Panorama de los flujos financieros ilícitos en Colombia
Colombia, al igual que otros países, se ve profundamente afectada por los flujos financieros ilícitos, no solo a nivel social sino a nivel económico, pues el tráfico de personas, los cultivos de uso ilícito, la comercialización ilegal de oro y el tráfico de maderas, entre otros, ocupan un lugar importante en la actividad económica y en las relaciones económicas con el exterior y en el país.
El tráfico de cocaína ha generado flujos financieros ilícitos entrantes que oscilan entre USD $1.152 y USD $8.619 millones anuales entre 2015 y 2019, incluyendo la importación de insumos para su producción, según datos del informe de la UNCTAD.
Las consecuencias de estos flujos financieros ilícitos se evidencian en alteraciones del manejo macroeconómico, el desarrollo de una economía subterránea, el aumento de la inflación y la proliferación de actividades y sectores ilegales cuyas ganancias no son reportadas al fisco.
Estas actividades no pagan impuestos, con lo cual el presupuesto del gobierno se reduce y aumenta el peso de rubros como la deuda externa, la cual, según el Banco de la República, alcanzó los USD $187.529 millones en el segundo trimestre de 2023, equivalentes al 56,1% del PIB.
En consecuencia, el impacto de los flujos financieros ilícitos en las finanzas públicas termina dificultando la resolución de los problemas relacionados con la generación y la distribución de la riqueza.
Impacto de los flujos financieros ilícitos en varios países pobres
El informe de la UNCTAD destaca la severidad de los flujos financieros ilícitos en varios países del mundo.
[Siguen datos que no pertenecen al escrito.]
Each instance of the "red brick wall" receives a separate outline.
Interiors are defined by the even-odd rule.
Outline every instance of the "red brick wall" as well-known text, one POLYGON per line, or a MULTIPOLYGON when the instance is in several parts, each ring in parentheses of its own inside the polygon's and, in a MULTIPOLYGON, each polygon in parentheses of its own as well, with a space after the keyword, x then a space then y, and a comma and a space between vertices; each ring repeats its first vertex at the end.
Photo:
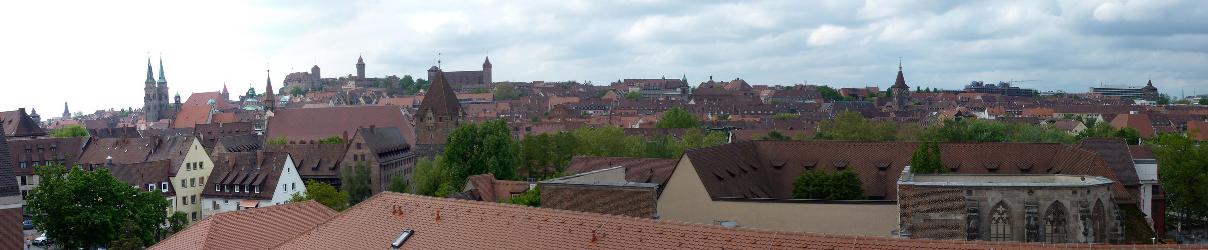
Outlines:
POLYGON ((541 184, 541 207, 654 219, 656 189, 541 184))
POLYGON ((964 218, 965 196, 962 190, 916 189, 912 185, 898 188, 899 225, 910 224, 910 237, 920 239, 965 239, 965 221, 951 219, 923 219, 914 215, 945 214, 964 218))
POLYGON ((25 248, 21 220, 21 208, 0 210, 0 250, 21 250, 25 248))

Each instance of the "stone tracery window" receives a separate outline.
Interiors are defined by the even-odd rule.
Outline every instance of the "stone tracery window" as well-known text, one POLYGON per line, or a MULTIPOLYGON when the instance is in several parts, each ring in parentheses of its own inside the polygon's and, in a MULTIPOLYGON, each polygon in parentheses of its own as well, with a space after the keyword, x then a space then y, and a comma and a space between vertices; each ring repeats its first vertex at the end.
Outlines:
POLYGON ((1011 242, 1011 210, 1006 203, 999 202, 989 214, 989 240, 1011 242))
POLYGON ((1065 208, 1053 202, 1045 213, 1045 243, 1065 243, 1065 208))

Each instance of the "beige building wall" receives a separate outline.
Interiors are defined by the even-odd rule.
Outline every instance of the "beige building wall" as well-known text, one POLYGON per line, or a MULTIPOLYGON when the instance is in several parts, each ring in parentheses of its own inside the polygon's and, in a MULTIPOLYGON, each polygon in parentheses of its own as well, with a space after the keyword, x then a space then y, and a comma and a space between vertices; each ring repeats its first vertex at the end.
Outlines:
MULTIPOLYGON (((207 178, 210 177, 210 172, 214 169, 214 162, 210 161, 210 157, 205 154, 205 149, 202 148, 202 144, 197 139, 190 141, 192 141, 193 145, 188 149, 188 153, 185 153, 185 160, 180 162, 180 166, 176 166, 176 177, 168 178, 170 179, 168 185, 176 189, 173 207, 175 210, 184 212, 188 218, 188 225, 193 225, 203 218, 202 191, 205 189, 205 183, 209 181, 207 178), (197 169, 186 169, 186 166, 193 165, 199 165, 199 167, 197 169), (181 180, 184 180, 184 186, 181 185, 181 180), (193 202, 194 197, 197 202, 193 202), (194 214, 197 218, 193 218, 194 214)), ((172 214, 168 214, 168 216, 172 216, 172 214)))
POLYGON ((709 197, 687 156, 658 197, 660 220, 693 224, 736 221, 739 227, 809 233, 896 237, 896 204, 718 202, 709 197))

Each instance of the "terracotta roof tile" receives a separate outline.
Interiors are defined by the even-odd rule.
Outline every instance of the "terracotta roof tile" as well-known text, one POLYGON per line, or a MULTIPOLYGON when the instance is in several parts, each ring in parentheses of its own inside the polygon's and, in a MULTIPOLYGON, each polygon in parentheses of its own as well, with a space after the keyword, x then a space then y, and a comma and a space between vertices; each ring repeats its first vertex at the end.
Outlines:
POLYGON ((336 215, 335 210, 314 201, 220 213, 149 250, 268 249, 336 215))
MULTIPOLYGON (((272 227, 272 226, 267 226, 272 227)), ((1076 249, 784 232, 382 192, 273 249, 1076 249)), ((1168 245, 1103 245, 1163 249, 1168 245)), ((1206 248, 1206 246, 1196 246, 1206 248)))

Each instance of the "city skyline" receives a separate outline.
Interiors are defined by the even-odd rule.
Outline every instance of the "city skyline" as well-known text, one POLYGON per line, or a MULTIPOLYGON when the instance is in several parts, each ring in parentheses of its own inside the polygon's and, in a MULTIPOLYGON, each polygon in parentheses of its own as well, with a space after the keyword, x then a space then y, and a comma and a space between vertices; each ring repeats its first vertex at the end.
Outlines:
MULTIPOLYGON (((318 65, 326 77, 420 77, 441 53, 449 71, 490 55, 495 82, 743 78, 756 85, 893 84, 899 59, 911 87, 986 83, 1084 93, 1100 84, 1187 95, 1208 87, 1208 24, 1200 1, 1078 2, 307 2, 192 6, 75 2, 71 19, 2 11, 10 41, 0 66, 19 72, 0 101, 58 114, 139 108, 143 60, 163 58, 169 94, 249 85, 263 91, 318 65), (36 19, 36 23, 30 20, 36 19), (91 22, 72 22, 87 19, 91 22), (68 78, 47 88, 46 78, 68 78), (62 97, 46 97, 58 91, 62 97), (99 96, 98 96, 99 95, 99 96), (62 99, 62 100, 58 100, 62 99)), ((40 6, 41 5, 41 6, 40 6)), ((158 69, 156 70, 158 76, 158 69)), ((279 87, 279 85, 278 85, 279 87)))

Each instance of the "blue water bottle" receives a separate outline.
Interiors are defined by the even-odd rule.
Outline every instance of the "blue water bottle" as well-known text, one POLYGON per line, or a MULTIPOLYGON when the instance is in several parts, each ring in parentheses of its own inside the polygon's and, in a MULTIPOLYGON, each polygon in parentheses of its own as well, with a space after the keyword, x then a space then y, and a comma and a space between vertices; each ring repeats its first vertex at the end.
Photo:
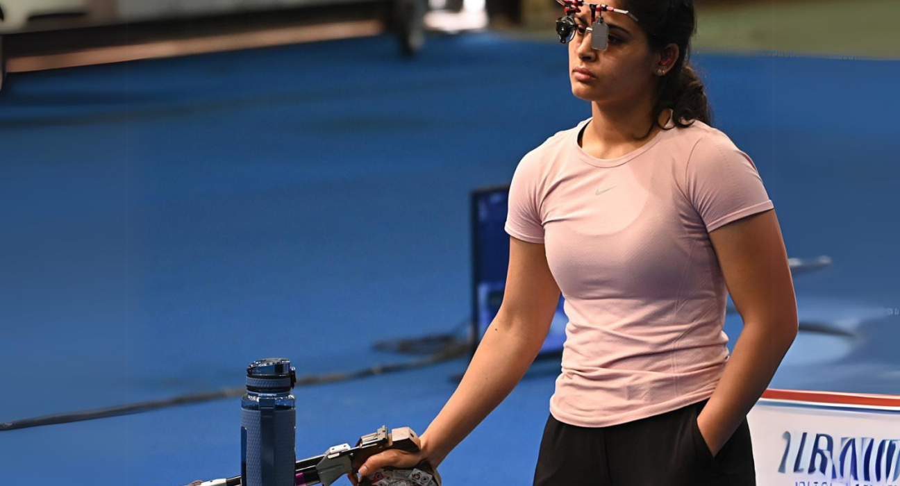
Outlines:
POLYGON ((284 358, 247 367, 240 402, 241 486, 294 486, 295 370, 284 358))

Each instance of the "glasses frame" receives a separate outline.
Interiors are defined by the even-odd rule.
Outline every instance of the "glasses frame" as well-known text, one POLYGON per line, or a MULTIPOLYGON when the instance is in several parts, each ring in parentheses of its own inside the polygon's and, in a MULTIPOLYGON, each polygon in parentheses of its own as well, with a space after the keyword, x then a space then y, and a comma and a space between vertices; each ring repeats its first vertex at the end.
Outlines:
MULTIPOLYGON (((565 16, 556 19, 556 34, 560 38, 560 42, 563 44, 568 44, 575 36, 575 30, 578 26, 575 23, 575 19, 572 14, 580 10, 580 7, 585 4, 584 0, 554 0, 557 4, 565 7, 565 16)), ((587 4, 590 9, 590 27, 585 29, 586 32, 591 32, 590 37, 590 47, 599 50, 606 50, 608 36, 609 36, 609 26, 603 21, 603 16, 600 14, 603 12, 614 12, 616 14, 622 14, 624 15, 628 15, 635 23, 640 23, 638 18, 627 10, 622 10, 618 8, 611 7, 606 4, 587 4), (598 34, 594 35, 594 30, 598 29, 598 34)), ((643 25, 643 23, 642 23, 643 25)), ((650 30, 647 29, 650 32, 650 30)), ((651 35, 654 35, 650 32, 651 35)))

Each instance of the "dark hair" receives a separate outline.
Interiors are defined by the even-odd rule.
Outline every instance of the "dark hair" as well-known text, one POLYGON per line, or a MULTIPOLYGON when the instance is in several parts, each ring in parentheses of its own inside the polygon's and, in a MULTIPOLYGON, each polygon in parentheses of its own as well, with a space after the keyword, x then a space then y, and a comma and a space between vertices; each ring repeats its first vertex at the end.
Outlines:
MULTIPOLYGON (((697 13, 693 0, 623 0, 626 8, 638 18, 637 24, 647 34, 650 49, 662 50, 670 43, 679 47, 679 58, 671 70, 660 77, 653 94, 653 120, 659 124, 664 110, 672 109, 676 126, 689 127, 699 120, 712 124, 712 109, 706 88, 689 63, 690 40, 697 32, 697 13)), ((652 130, 652 125, 647 132, 652 130)), ((666 130, 664 126, 660 128, 666 130)))

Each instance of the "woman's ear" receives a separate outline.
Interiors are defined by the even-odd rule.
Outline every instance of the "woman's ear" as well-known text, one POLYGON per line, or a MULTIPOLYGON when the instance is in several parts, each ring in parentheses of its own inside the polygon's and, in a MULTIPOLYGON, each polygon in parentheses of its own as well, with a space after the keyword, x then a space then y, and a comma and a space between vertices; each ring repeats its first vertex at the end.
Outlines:
POLYGON ((678 61, 680 53, 678 44, 674 42, 670 43, 665 47, 665 49, 662 50, 662 52, 660 53, 660 67, 669 68, 670 66, 674 66, 675 62, 678 61))

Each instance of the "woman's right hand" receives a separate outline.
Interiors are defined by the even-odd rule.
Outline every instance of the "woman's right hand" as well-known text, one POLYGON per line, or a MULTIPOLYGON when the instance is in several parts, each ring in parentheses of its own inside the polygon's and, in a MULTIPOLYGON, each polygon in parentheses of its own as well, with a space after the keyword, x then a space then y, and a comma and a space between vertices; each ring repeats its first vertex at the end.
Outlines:
MULTIPOLYGON (((359 467, 358 477, 352 472, 347 474, 347 477, 350 478, 350 482, 356 486, 356 484, 359 484, 359 482, 362 480, 362 476, 371 475, 375 471, 384 467, 392 467, 394 469, 412 469, 422 461, 430 460, 424 439, 422 439, 421 445, 422 448, 418 452, 410 453, 401 451, 400 449, 387 449, 373 454, 359 467)), ((429 464, 433 469, 437 469, 437 464, 433 463, 429 463, 429 464)))

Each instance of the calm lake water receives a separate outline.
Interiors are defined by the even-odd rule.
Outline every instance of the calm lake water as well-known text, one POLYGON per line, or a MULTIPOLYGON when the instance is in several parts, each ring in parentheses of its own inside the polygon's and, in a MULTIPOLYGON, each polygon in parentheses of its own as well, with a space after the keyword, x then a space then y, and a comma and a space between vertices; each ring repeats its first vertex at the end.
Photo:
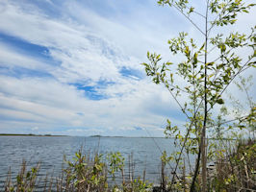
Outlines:
POLYGON ((64 155, 71 160, 81 146, 84 151, 98 150, 102 154, 120 152, 126 160, 133 153, 135 175, 142 176, 146 168, 146 179, 159 182, 161 152, 157 145, 168 153, 175 150, 173 140, 166 138, 0 136, 0 187, 10 167, 13 177, 16 176, 22 159, 29 166, 40 161, 41 175, 59 176, 64 155))

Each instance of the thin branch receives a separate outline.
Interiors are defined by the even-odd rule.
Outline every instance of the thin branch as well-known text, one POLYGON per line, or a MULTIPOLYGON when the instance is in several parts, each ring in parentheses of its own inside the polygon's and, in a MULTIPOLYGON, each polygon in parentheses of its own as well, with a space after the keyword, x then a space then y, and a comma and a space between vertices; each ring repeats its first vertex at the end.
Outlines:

México, por ejemplo, ha experimentado flujos financieros ilícitos estimados en un promedio de USD $12.084 millones anuales entre 2015 y 2018 debido al tráfico de drogas, incluyendo sustancias como la heroína, la cocaína y las metanfetaminas.
A su vez, el tráfico ilícito de migrantes generó en ese país flujos financieros ilícitos entrantes y salientes por un promedio de USD $1.116 millones y USD $13,8 millones de dólares anuales, respectivamente, entre 2016 y 2018.
Ecuador, por su parte, ha visto cómo el tráfico ilícito de migrantes generó flujos financieros ilícitos salientes de aproximadamente USD $13,6 millones anuales entre 2016 y 2018.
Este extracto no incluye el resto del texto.